Here I will be adding a new data set to the Climate Change data environment. This data set contains temperature, precipitation and evaporation data mainly for the USA.
The data set is available from Kaggle and described here.
As a first step, I have loaded the data set into a staging table in my Postgres database. Below is a screenshot of this table. It has almost 156 million rows (one row for each day for each weather station for a period of 30 years.
This table is too big for my system, especially if multiple users would access it at once.
Therefore, I created a Materialized View called mv_USAdata_US_2020_2021, which only has the rows for the USA for the years 2020 and 2021. Below you can see the definition of this materialzed view in Postgres. The materialized view has about 16 million rows for two years of USA data.

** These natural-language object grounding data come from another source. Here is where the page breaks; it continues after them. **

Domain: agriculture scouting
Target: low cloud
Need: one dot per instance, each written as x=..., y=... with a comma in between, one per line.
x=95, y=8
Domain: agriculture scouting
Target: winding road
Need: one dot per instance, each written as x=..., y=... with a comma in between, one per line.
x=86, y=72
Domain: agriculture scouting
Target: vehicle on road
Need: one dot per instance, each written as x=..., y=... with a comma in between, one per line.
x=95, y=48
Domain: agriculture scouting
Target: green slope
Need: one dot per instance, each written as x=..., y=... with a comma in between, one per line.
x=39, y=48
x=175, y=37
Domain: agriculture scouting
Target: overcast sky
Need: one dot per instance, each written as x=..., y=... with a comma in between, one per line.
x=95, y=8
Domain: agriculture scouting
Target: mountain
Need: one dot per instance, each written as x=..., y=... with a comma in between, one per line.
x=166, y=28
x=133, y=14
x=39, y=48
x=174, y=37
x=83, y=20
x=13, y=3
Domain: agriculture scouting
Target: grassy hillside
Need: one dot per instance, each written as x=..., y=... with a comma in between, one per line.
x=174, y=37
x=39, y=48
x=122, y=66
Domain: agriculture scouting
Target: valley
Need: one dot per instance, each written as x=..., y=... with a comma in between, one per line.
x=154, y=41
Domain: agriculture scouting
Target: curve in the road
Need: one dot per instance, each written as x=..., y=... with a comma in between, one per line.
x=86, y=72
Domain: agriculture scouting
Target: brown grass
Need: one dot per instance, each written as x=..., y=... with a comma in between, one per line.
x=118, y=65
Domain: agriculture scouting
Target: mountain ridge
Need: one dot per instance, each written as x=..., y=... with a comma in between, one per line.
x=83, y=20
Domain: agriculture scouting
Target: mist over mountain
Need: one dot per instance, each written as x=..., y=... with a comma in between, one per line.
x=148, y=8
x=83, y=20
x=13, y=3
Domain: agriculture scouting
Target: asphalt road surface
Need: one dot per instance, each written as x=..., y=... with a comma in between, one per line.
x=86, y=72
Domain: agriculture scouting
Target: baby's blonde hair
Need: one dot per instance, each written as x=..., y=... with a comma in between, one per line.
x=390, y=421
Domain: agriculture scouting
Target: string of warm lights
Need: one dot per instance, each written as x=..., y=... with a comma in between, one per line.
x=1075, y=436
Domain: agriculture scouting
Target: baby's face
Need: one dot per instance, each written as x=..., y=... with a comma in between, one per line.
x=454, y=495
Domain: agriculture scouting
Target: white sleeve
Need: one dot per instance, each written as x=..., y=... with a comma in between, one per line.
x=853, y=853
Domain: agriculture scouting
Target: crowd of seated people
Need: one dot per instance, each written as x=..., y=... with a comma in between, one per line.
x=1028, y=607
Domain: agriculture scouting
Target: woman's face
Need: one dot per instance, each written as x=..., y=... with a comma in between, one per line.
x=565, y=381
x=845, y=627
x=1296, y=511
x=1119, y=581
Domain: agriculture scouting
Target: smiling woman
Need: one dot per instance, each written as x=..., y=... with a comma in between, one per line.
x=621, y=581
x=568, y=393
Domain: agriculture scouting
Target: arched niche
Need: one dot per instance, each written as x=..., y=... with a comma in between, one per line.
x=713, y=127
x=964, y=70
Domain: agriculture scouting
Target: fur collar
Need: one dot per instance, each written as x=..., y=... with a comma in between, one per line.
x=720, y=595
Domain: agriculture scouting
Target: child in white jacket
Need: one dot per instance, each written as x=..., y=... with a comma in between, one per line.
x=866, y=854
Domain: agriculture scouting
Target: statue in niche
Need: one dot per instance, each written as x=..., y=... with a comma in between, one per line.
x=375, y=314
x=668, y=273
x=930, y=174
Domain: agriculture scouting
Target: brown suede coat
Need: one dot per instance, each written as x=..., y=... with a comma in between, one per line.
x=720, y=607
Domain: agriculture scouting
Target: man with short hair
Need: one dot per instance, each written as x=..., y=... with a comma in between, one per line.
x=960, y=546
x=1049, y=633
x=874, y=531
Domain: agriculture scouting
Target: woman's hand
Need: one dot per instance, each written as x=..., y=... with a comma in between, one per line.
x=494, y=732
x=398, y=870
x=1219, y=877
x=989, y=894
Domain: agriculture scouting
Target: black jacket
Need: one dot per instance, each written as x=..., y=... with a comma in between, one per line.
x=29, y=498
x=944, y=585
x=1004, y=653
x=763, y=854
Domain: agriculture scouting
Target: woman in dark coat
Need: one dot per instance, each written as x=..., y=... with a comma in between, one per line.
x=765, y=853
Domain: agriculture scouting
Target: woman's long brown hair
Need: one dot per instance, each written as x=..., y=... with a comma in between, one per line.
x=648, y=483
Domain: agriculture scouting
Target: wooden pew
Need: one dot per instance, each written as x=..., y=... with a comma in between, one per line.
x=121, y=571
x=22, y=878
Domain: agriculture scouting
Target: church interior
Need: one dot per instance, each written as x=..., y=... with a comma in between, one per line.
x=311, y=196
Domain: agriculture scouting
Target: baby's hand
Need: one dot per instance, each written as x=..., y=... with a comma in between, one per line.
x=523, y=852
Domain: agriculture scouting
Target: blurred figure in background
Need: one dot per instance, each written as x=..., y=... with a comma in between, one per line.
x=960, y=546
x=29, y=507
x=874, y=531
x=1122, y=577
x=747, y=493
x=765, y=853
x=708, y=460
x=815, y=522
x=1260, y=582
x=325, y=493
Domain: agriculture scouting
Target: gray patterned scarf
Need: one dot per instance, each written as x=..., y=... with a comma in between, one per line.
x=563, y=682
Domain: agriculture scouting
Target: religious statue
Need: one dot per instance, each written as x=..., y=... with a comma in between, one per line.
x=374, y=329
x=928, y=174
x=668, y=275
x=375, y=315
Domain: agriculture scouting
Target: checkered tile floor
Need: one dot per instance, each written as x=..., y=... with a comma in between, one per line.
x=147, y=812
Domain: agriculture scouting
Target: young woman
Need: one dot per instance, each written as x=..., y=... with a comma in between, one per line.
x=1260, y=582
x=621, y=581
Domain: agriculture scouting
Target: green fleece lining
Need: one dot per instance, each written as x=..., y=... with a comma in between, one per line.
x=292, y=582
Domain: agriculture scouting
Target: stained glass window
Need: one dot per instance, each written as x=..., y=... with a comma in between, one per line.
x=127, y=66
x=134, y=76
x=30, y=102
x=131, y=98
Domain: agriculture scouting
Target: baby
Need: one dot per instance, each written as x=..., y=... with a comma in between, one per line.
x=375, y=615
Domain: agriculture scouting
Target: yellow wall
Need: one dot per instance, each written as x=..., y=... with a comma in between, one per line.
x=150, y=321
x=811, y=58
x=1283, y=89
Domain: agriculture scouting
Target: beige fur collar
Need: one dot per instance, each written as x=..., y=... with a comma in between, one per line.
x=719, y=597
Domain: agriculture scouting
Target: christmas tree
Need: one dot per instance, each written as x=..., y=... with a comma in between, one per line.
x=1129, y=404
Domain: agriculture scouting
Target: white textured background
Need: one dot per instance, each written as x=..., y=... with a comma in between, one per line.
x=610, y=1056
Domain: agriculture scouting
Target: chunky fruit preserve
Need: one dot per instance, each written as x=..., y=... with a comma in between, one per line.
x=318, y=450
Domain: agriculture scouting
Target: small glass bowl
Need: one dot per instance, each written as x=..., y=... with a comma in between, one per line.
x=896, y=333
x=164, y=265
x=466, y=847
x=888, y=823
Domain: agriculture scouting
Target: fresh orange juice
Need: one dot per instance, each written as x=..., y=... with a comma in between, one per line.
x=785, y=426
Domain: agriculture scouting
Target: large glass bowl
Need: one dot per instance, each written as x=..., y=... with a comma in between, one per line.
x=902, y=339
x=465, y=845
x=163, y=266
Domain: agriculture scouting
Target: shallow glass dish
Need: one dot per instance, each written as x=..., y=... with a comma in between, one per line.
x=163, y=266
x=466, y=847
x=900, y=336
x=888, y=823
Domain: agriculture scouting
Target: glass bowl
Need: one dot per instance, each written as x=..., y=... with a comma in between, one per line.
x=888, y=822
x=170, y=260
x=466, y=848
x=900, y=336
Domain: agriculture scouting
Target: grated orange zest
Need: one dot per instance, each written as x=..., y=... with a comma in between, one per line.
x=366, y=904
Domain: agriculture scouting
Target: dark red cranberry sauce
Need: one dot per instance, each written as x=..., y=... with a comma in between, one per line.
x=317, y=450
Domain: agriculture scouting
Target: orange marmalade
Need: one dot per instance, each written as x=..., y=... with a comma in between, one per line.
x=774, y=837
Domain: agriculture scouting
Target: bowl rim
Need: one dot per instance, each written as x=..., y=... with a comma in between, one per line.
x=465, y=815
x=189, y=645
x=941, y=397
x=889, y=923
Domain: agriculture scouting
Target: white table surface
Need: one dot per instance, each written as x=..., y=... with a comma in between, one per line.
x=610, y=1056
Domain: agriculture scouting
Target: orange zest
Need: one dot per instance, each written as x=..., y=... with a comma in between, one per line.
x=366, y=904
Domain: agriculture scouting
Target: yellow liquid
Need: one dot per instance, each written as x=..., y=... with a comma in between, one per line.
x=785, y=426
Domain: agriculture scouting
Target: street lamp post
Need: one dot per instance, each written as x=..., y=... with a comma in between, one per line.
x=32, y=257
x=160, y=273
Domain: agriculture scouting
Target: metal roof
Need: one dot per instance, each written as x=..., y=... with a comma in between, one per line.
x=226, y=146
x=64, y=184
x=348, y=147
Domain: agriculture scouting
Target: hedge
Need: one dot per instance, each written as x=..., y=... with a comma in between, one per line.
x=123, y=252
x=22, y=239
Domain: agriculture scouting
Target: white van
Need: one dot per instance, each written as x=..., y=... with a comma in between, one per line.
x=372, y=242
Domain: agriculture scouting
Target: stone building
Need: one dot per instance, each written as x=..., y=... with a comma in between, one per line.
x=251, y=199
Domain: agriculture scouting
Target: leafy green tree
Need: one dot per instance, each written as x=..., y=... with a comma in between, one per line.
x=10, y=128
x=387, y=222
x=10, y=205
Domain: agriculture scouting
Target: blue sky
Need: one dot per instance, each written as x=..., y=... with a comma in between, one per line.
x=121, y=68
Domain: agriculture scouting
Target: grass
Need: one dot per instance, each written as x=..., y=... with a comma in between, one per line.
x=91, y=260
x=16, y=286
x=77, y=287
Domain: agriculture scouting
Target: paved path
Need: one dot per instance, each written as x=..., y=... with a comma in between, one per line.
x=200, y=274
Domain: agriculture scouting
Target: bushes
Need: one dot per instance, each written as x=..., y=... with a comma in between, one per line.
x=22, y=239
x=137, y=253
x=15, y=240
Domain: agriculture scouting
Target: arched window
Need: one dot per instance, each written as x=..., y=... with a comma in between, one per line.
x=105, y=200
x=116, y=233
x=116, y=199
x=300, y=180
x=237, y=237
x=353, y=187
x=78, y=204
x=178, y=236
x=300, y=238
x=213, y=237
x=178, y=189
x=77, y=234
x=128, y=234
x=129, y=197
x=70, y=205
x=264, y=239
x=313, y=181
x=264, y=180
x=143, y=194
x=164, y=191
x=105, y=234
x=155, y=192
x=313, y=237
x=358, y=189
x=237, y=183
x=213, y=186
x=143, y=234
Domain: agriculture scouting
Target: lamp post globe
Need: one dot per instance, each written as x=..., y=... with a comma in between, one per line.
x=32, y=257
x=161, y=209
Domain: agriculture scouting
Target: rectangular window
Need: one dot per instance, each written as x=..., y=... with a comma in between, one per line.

The workflow below will take the yearly maximum for each weather station and write it to the USAdata_yearly_max table. (I have modified the definition of the materialized view mentioned above to incorporate data from 2018, 2019, 2020 and 2021).
I have also created a database table with the USA weather station information from Kaggle. However, I would like to perform analysis by State, but the state information is missing from the stations input file.
I developed the workflow below to solve this issue. The GeoFile reader takes the cb_2018_us_state_5m.shp shapefile as input. I downloaded this file from https://www.census.gov/geographies/mapping-files/time-series/geo/carto-boundary-file.html (under the 'States') category. This gives me all the USA states as you can see in the output of the Geospatial View node. Now I can read my original stations database table and using the Spatial Join node, obtain the State each weather station lies within. I write this infomation to a new database table, called usa_stations_with_state.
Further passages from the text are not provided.